The Brief: Law School News and Events

Wall Street's 'Trauma Surgeon' Sees Risk in New Banking Regulations

H. Rodgin Cohen, a top counselor to major financial firms, suggests that the government's response to the worst financial crisis since the Great Depression was compulsory but laden with flaws.

Described as the "trauma surgeon on Wall Street," Cohen, a partner and senior chairman at Sullivan & Cromwell LLP, said during the ILE Law and Entrepreneurship Lecture that there has been a "transformative pendulum swing" in the government's supervision of major financial institutions.

"The new supervisory regime for financial institutions is more prescriptive, more proscriptive, intrusive, and less flexible and predictable," said Cohen, whose clients have included Fannie Mae, Lehman Brothers, Wachovia, Barclays PLC, AIG, J.P. Morgan Chase & Co. and Goldman Sachs. "Capital standards are being sharply raised, specific liquidity requirements are being imposed, and examinations are more frequent and more extensive."

Reducing the risk of the U.S. banking system means less reward, Cohen cautioned. He predicts that new liquidity requirements will drive down net interest income and debt costs will increase.

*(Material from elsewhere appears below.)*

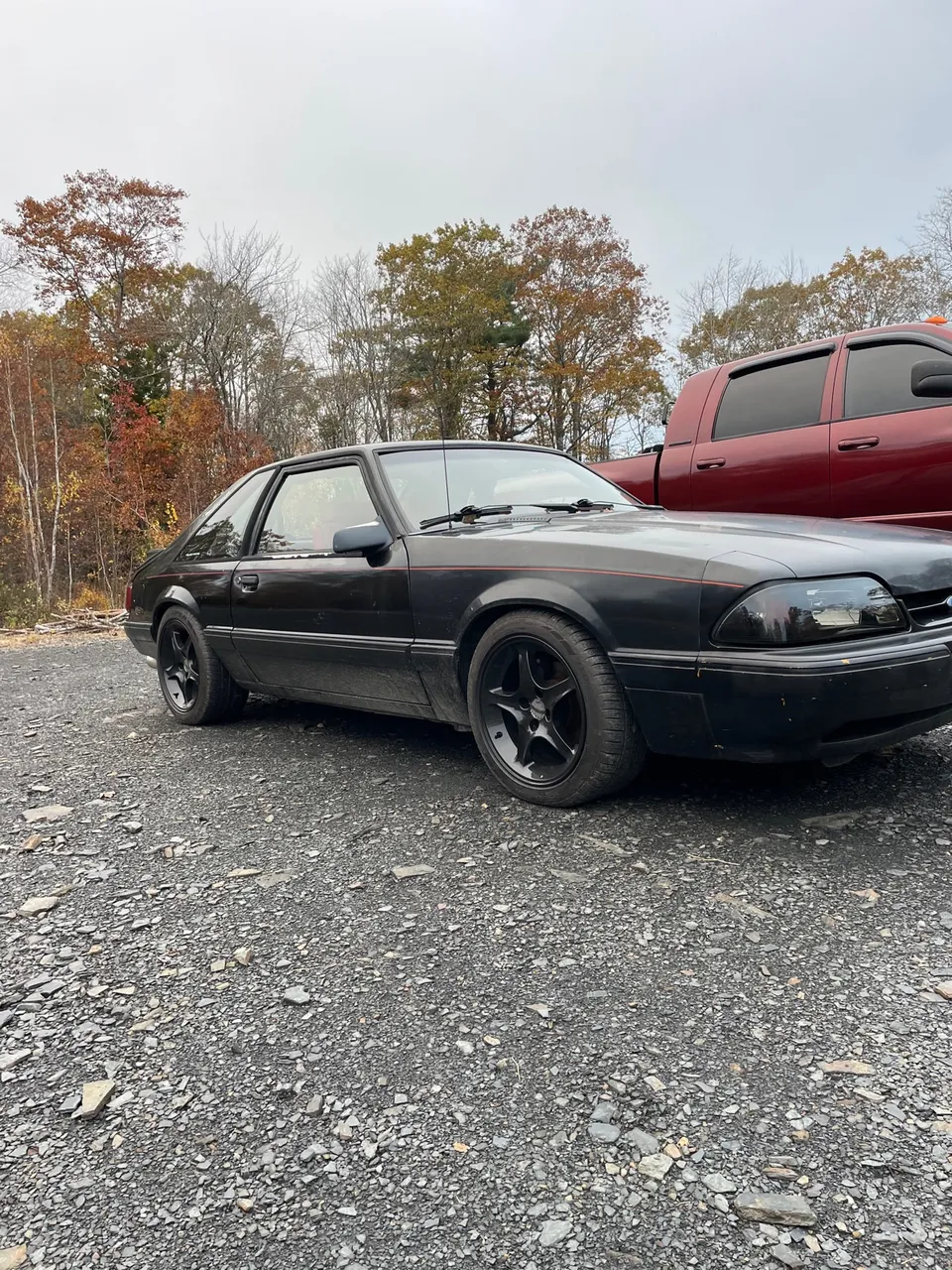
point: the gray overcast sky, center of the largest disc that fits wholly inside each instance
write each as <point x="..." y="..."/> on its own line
<point x="765" y="126"/>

Cohen said the Dodd-Frank Act assumes that "big is bad." Provisions like the Lincoln Amendment and the Volcker Rule were written in to prohibit banks from engaging in proprietary trading and derivative activities. Cohen, however, believes that there is not enough evidence to link these practices to the collapse of any bank. Further, he said, legislators did not think through the impact of their actions on bank profits and liquidity.

"More seriously, these activities are not going to be discontinued," Cohen said. "Maybe in banks, but they will migrate over to the unregulated sector, the so-called shadow banking system, where they will continue without oversight or transparency."

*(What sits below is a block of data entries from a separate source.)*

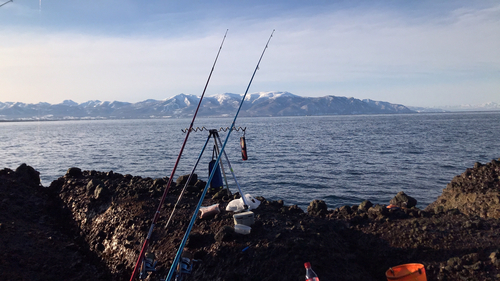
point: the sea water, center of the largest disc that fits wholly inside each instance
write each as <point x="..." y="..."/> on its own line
<point x="342" y="160"/>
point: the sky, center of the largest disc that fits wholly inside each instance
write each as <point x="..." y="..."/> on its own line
<point x="415" y="53"/>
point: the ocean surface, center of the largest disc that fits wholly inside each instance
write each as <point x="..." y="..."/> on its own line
<point x="342" y="160"/>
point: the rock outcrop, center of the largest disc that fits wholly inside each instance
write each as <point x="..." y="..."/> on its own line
<point x="90" y="225"/>
<point x="476" y="192"/>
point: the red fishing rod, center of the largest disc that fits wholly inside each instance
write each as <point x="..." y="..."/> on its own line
<point x="157" y="214"/>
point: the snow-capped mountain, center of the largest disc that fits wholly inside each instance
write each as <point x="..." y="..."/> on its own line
<point x="182" y="105"/>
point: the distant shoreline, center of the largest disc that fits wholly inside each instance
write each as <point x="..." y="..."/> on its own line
<point x="170" y="117"/>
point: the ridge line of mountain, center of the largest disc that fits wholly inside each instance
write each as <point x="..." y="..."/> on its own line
<point x="262" y="104"/>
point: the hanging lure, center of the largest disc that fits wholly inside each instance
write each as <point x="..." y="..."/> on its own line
<point x="243" y="145"/>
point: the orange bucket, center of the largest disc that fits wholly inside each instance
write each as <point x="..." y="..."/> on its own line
<point x="406" y="272"/>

While the Dodd-Frank Act generally works well for U.S. banks, it fails to protect native banks that have operations overseas or foreign banks that conduct business in the U.S., Cohen noted. Consequently, Cohen said "ringfencing" has become increasingly popular. Ringfencing occurs when countries regulate foreign banks as if they were freestanding entities, resulting in higher capital and liquidity requirements and less-flexible customer support.

"Every time you take any institution and put it in silos there is greater risk," Cohen said.

"This practice constitutes a form of protectionism that is inimical to the free flow of funds and global banking and is likely to encourage other protectionist measures. If this process continues, we might look back 25 or 30 years from now and say this was really the Hawley-Smoot Tariff of the first part of this century."